En mer de Chine méridionale, Pékin bétonne atolls et récifs inhabitables des archipels Spratleys et Paracels pour y amarrer ses bateaux et y faire atterrir ses avions – au grand dam des pays voisins et de leurs prétentions à contrôler ces cailloux parfois entièrement recouverts à marée haute. Par ailleurs, la Chine négocie aussi l’installation de bases navales jusqu’en Afrique. Cependant, elle a beau consacrer une part croissante de son budget à sa marine de guerre et répéter en toutes occasions que Taïwan lui appartient, c’est bien l’US Navy qui campe devant les côtes chinoises, et pas l’inverse. Au nom de la « liberté de circulation maritime », des navires de guerre occidentaux y font des ronds dans l’eau, mais aussi sous l’eau. C’est pour jouer les seconds couteaux dans ces patrouilles que l’Australie a passé le « contrat du siècle ».

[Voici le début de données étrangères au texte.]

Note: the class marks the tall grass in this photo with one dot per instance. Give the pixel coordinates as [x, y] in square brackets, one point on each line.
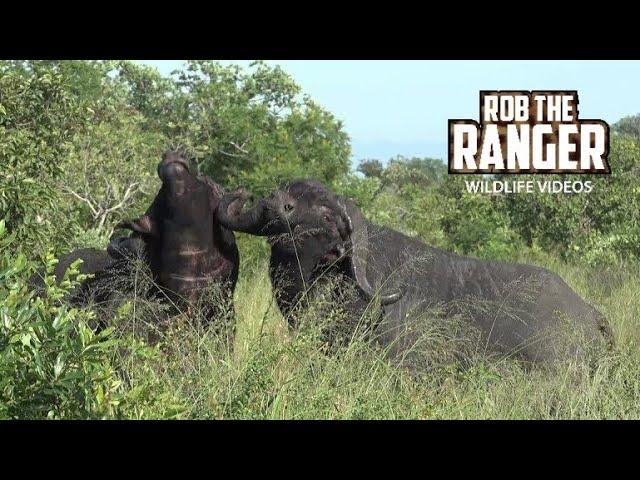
[267, 371]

Loin de « garantir la sécurité » mondiale, cela tend un peu plus les relations entre l’Occident et la Chine, et davantage encore depuis qu’il s’agit de sous-marins nucléaires bien moins, voire pas du tout détectables.

L’impérialisme français perd-il des plumes ?

En France, les politiciens de tous bords qui ont poussé les hauts cris ont la mémoire courte. C’est comme sous-traitant des États-Unis et avec leur bénédiction, pas en représentant de l’« indépendance française », que Naval Group, l’entreprise privée issue des arsenaux de la marine de guerre française, avait décroché la timbale australienne. Une timbale pas si pleine que ça d’ailleurs. Le contrat annulé ne lui aurait rapporté que huit des cinquante milliards dépensés par l’Australie, laquelle avait exigé et obtenu que le gros des fabrications ait lieu sur son sol, à Adelaïde.

Les sous-marins que Naval Group s’apprêtait à fabriquer pour l’Australie sont en fait une version à moteur diesel du SNA français Barracuda. Autrement dit, les chantiers navals français auraient parfaitement pu proposer des sous-marins nucléaires à l’Australie. Si le contrat leur file sous le nez, c’est que le véritable maître d’œuvre, les États-Unis, a décidé de renvoyer l’impérialisme français à la niche en même temps qu’il se décidait à autoriser l’Australie à acquérir des SNA. Les cocoricos chauvins sur le rôle de la France dans le Pacifique sont d’autant plus ridicules qu’ils ne la sortiront pas de son rang second de chien fidèle.

D’ailleurs, les Américains gardant pour eux les secrets de leur modèle de SNA, c’est à un autre chien fidèle qu’ils délèguent le soin de fournir la camelote, en l’occurrence l’équivalent britannique de Naval Group, BAE Systems. Au Royaume-Uni, Boris Johnson s’est félicité bruyamment de ce premier succès de sa stratégie « Global Britain », consistant pour l’essentiel à se tourner vers les États-Unis pour mieux supporter le Brexit. Il n’est pas sûr que cela suffise à faire passer aux Britanniques la pilule des pénuries actuelles, notamment d’essence, par lesquelles la population est en train de payer la sortie de l’Union européenne…

Quant aux sous-marins eux-mêmes, Diesel-électrique, SNA ou SNLE, on préférerait les voir rouillant à la casse que sortant leurs périscopes ou leurs missiles. Et les travailleurs des chantiers navals auraient bien mieux à faire en construisant un tout autre genre de navire.